Chapter 4, Section 3: Fisher's Contribution
Nowadays, the utility numbers economists use are mostly ordinal measure. Numbers of ordinal measure are not additive, but they can be ranked. Ranking is measuring. For an unadditive ranking, the margins between numbers are not comparable. 101 is greater than 99, and 99 is greater than 89. The former margin is 2, while the latter is 10, since the numbers are not cardinal measure, we cannot say the latter margin is five times larger.
Let's have some examples. In a Miss Hong Kong contest, the champion wins a score of 88, the runner-up 82, and the third place 79, then the ranking is settled. But we cannot say the margin between the champion and the runner-up is two times as large as that between the runner-up and the third place. Another example, when students take an exam, the teacher ranks them by scores. When I was studying in UCLA, one student asked the teacher how test scores were calculated. The teacher answered: "Test scores is just an arbitrary ranking, teachers that don't do this would be too stupid to teach in UCLA." The scores for essay questions are ordinal measure.
Ranking utilities with ordinal numbers doesn't have any logic problem. The assertion that someone takes A over B because the utility for A is larger, if relevant constraints properly handled, explains the behavior sufficiently. But when measuring utility with ordinal numbers, we know neither what the margin between A and B means, nor where a total utility for that man can be used. More than twenties years ago, the father of a Hong Kong middle school student called me, and said his son cannot answer the teacher's question about the use of total utility and thus failed an exam. The father asked for the answer, yet I asked in reply: "Does your son really not know the answer?" "No, he doesn't." "Good, your son actually knows more than his teacher!"
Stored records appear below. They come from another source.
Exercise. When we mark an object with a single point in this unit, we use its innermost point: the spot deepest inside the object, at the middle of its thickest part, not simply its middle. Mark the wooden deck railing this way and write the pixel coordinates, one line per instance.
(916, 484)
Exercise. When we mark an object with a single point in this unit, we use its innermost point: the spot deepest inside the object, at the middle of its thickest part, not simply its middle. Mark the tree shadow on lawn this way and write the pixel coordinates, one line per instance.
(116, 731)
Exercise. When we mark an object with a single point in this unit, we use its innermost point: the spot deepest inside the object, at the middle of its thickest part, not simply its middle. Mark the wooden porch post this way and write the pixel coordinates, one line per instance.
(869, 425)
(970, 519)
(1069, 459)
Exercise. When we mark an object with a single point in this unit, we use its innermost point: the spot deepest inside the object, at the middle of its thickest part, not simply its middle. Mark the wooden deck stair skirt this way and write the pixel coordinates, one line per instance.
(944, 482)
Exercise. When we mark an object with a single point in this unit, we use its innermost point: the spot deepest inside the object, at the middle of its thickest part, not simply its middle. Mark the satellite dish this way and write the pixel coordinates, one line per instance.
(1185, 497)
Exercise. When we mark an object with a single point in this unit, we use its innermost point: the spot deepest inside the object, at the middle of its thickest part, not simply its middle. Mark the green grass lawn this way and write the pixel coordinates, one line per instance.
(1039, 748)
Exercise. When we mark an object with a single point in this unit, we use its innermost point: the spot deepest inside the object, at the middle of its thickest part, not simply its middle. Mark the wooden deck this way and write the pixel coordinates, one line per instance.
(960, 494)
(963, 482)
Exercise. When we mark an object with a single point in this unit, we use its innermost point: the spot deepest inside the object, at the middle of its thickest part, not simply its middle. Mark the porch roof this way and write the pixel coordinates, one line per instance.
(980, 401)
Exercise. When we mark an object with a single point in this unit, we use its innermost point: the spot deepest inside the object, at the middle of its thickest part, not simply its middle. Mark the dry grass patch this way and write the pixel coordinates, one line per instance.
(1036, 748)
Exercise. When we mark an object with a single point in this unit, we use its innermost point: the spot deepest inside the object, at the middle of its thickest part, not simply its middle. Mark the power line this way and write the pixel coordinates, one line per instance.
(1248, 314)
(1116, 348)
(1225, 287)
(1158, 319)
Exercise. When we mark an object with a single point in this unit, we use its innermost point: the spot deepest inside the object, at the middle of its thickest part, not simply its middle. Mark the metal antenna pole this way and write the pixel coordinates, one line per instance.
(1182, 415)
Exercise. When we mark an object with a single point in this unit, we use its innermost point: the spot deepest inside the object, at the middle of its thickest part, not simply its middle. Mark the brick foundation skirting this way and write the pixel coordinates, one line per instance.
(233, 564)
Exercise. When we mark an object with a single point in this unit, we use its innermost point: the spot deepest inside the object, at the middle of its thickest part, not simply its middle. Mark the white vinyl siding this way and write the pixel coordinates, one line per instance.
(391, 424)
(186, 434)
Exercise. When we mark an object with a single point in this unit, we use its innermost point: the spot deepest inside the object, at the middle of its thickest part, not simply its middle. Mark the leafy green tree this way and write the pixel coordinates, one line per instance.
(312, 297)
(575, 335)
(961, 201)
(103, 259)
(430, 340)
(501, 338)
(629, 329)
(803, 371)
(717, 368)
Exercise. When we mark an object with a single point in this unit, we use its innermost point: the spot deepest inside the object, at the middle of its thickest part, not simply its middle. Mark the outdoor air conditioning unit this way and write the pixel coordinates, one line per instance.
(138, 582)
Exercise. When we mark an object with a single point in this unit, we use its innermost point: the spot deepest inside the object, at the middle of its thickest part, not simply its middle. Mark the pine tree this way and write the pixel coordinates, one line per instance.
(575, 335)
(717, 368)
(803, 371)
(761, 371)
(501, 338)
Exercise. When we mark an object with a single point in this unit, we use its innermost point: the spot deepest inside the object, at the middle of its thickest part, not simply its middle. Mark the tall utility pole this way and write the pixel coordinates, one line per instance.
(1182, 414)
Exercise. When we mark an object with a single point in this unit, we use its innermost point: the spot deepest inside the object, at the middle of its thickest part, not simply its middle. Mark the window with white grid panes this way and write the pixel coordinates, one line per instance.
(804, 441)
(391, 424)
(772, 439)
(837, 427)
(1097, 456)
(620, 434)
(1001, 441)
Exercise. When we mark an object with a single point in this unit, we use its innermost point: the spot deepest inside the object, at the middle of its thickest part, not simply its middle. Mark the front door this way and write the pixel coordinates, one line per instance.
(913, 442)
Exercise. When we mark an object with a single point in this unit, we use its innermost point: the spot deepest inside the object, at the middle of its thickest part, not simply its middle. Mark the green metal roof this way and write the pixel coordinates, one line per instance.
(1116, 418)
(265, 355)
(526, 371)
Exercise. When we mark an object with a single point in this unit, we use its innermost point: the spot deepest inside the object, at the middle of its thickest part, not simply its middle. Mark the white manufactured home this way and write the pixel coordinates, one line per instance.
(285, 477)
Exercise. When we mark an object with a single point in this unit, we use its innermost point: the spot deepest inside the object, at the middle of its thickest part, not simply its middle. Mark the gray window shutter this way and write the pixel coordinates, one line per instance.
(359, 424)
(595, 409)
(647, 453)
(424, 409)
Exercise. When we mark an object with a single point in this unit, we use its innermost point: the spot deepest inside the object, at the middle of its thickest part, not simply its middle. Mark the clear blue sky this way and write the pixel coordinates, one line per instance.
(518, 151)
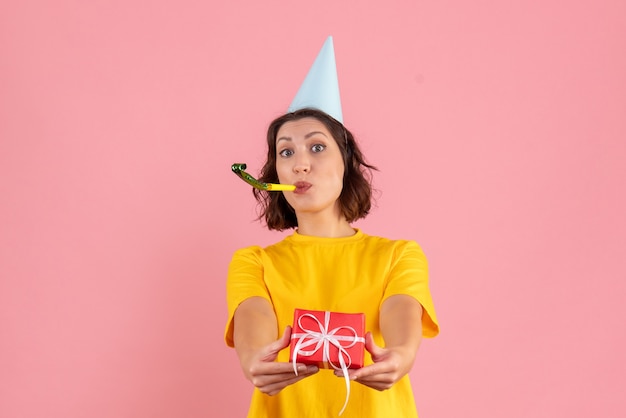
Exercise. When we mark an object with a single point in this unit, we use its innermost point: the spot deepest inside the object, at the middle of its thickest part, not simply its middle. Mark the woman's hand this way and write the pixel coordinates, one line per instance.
(269, 376)
(257, 348)
(390, 365)
(401, 328)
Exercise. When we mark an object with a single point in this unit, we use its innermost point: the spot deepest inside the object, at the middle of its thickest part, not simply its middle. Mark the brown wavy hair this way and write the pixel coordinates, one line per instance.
(356, 196)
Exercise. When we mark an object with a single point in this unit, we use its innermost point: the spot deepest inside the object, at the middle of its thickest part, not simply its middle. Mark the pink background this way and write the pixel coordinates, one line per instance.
(500, 131)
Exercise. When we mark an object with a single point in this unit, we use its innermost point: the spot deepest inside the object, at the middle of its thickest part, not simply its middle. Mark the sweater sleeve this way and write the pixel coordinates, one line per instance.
(245, 280)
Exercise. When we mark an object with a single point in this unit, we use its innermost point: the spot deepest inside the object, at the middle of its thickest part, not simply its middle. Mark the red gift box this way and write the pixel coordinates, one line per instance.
(328, 339)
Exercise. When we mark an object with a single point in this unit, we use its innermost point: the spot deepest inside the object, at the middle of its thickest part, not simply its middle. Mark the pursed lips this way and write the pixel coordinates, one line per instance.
(302, 186)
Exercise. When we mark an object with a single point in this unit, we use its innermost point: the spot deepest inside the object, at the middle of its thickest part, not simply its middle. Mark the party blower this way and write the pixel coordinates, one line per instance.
(238, 168)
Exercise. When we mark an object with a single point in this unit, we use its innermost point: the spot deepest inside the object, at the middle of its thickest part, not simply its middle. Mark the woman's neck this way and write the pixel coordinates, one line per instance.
(326, 228)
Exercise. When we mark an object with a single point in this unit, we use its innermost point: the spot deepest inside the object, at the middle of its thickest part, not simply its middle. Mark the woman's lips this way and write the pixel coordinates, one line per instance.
(301, 187)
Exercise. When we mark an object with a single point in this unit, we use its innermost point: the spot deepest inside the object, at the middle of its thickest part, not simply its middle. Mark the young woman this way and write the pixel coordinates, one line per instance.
(326, 265)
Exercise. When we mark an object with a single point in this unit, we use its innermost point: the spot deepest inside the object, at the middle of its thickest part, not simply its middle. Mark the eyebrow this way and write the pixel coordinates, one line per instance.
(307, 136)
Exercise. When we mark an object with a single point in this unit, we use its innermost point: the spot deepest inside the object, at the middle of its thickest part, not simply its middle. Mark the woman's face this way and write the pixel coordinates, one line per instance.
(308, 157)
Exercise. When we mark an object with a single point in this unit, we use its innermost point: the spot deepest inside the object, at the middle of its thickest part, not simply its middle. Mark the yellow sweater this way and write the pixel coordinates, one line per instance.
(351, 274)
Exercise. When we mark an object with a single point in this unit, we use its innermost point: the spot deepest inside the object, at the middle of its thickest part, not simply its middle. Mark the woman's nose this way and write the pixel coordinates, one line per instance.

In 1892, I. Fisher (1867-1947), who later became the greatest economist of the twentieth century, published his doctoral dissertation, part of which is about utility theory. That's a genius book, and a key point in it is, to explain behaviors, cardinal ranking of utility is totally unnecessary, because at margin, cardinal ranking and ordinal ranking are of no difference, while for behavior explanation "margin" is sufficient. "Marginal" utility means the numerical change of utility brought by the increase or decrease of an item. When viewed at margin, neither addition into a total utility is necessary, nor comparison among different margins.
The idea that changes at margin suffice for behavior explanation originated from W. S. Jevons (1835-1882), and thrived due to Fisher's cherishing. In 1946 Stigler pointed out, if two products are produced through a single process, the average cost for each would be unable to know, yet the variation of marginal cost is knowable. To explain production behaviors, the information of average cost is unnecessary.
Later on when I was engaged in transaction cost research, I'd start only from changes at margin in any analysis. In the real world, transaction cost is not easy to measure. A viable means to explain behaviors is to see under different scenarios whether the transaction cost would go up or down. Change means "margin", and if there is no change, a behavior can never be explained. In dealing with transaction cost via changes at margin, it doesn't matter whether cardinal measure or ordinal measure is used. We cannot say cardinal measure is more accurate either, because accuracy here depends on the acceptance of observers, not the thoroughness of numbers.
Let me stress once again. Utility is just a free name for the ranking numbers of options, aiming at explaining a man's choices. This is what my teacher Alchian has said. Stigler has said: "Whether we assume one maximizes wealth, religious belief, elimination of love song singers, or his waistline, for rigorous demand theory it just makes no difference." R. H. Strotz has said: "Obviously, we don't have to find out whether the measurement of utility is in money, leisure time, octave, or inch, not to mention a psychological unit." These are all wisdom in the fifties of last century.